Sono le uniche ‘aziende’, infatti, ad essere cresciute senza risentire della crisi nel corso del 2020: è purtroppo un dato indiscutibile, basta sfogliare i dati sui reati consumati nel periodo del primo lockdown e confrontarli con quelli dell’anno precedente. Tutti i reati sono aumentati.
Si comprende quindi facilmente come l’emergenza sia l’alleata migliore degli affari che hanno bisogno di velocità e ombra per procedere. Le mafie approfittano della crisi pandemica per movimentare il proprio denaro più velocemente, i controlli si sono abbassati, l’antiriciclaggio – inconfessata verità – può reggere quando ci si trova in una situazione economica positiva e sana ma quando manca liquidità, quando i consumi entrano in una spirale definitiva di crisi, il denaro torna ad essere utile a tutti senza guardare l’origine.
I dati del Ministero degli Interni italiano urlano: nel primo trimestre del 2020 l’usura è l’unico reato in aumento rispetto allo stesso periodo dell’anno precedente. In una fase in cui tutti gli altri reati, dalle rapine in abitazione alle estorsioni, sono diminuiti significativamente, l’usura invece registra un +9,6%. L’usura non smette di elargire soldi. Più le banche bloccano fidi bancari più l’usura arriva e garantisce subito cash. Denaro contante e liquido che viene dato subito a famiglie che continuano ad avere spese, ad aziende che nonostante la cassa integrazione devono pagare fitti e stipendi. Gli usurai pagano subito chiedendo come garanzia l’unica cosa che ancora possiedono i loro sfortunati clienti: la vita stessa.
Un ulteriore allarme riguarda le aziende: se per il 60% delle imprese del commercio e della ristorazione il principale ostacolo all’attività di impresa durante l’emergenza sanitaria è stato rappresentato da questioni strettamente economiche – quali carenza di liquidità e calo dei consumi – e per quasi il 30% dall’incremento dei costi burocratici, di sanificazione e attuazione degli altri protocolli di sicurezza, c’è anche un 11% di imprese che indica nella criminalità un ulteriore e pericoloso ostacolo allo svolgimento della propria attività.
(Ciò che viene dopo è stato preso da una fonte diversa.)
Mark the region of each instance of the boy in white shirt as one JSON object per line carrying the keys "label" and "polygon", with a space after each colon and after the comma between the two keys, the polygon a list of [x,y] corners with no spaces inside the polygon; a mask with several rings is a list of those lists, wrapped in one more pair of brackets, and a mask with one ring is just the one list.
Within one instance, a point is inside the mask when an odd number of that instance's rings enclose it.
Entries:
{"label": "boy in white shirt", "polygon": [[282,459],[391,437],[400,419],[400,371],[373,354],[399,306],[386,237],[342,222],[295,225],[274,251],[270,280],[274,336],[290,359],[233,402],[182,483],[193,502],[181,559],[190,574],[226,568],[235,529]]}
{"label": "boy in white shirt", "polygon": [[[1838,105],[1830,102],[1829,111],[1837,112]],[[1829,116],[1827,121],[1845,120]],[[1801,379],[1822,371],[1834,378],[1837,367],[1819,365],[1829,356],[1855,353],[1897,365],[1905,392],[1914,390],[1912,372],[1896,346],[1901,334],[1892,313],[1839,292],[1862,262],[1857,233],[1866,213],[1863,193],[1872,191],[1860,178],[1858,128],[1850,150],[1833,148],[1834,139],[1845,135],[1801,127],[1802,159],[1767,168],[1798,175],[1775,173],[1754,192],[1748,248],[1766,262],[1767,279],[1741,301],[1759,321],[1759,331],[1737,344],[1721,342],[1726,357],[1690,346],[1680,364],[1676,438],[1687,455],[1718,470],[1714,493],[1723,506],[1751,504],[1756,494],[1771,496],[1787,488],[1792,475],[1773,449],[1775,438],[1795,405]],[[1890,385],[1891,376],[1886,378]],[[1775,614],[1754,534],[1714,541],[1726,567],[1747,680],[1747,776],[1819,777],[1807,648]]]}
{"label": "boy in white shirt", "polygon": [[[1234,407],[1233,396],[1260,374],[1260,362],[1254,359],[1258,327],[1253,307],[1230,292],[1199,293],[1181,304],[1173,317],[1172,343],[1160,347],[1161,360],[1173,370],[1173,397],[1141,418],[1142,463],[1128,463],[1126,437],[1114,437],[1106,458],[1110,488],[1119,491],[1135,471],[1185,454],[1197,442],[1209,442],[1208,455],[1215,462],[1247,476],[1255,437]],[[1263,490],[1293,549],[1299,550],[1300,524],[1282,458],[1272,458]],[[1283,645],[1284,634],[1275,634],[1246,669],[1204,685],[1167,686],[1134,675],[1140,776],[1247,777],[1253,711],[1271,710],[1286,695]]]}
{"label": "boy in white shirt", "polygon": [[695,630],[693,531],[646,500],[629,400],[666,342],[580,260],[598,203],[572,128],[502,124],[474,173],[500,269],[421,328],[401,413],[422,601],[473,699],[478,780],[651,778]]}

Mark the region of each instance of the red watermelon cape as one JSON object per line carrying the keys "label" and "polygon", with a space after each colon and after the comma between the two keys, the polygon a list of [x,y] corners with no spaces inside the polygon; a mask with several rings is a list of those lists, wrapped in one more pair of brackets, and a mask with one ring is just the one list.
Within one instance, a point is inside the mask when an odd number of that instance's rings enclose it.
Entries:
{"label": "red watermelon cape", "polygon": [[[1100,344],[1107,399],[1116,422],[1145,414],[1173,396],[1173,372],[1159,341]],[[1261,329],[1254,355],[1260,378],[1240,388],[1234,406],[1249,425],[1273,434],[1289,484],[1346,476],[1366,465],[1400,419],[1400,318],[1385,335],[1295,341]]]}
Questi, in sintesi, alcuni dei dati salienti messi in luce da Confcommercio in collaborazione con Format research, attraverso un’indagine dedicata all’infiltrazione della criminalità organizzata nelle imprese del commercio e della ristorazione durante e dopo il lockdown.
In particolare, il 9,8% degli imprenditori ha una conoscenza diretta di episodi che coinvolgono altri imprenditori o titolari di aziende del settore, avvicinati da persone che hanno proposto loro un prestito al di fuori dei canali ufficiali. Una forma di conoscenza più diffusa rispetto all’acquisizione della notizia attraverso i mezzi di comunicazione quali giornali, radio e TV. A soffrire di più perdite di fatturato e reddito, diventando così più esposti alle pressioni della criminalità, sono i settori del food away from home. A fronte di una media del 9,8% sul totale campione, tra ristoratori e proprietari di bar la percentuale di chi dichiara di avere sentito personalmente notizie di pressioni usuraie su imprese del proprio settore e della propria zona sale al 13,1%.
Accanto al dato riguardante l’usura, una percentuale simile, l’8,8%, si registra per le notizie acquisite attraverso canali personali relative a imprese che hanno subìto tentativi di essere rilevate per un prezzo fuori mercato, molto inferiore o molto superiore a quello reale, sempre nella zona in cui si opera con la propria attività. Anche in questo caso, come per l’usura, l’autodichiarazione di conoscenza di notizie di tentativi criminali attraverso canali personali si accentua tra gli imprenditori impegnati nella ristorazione o nella gestione di un bar, salendo al 14,5%.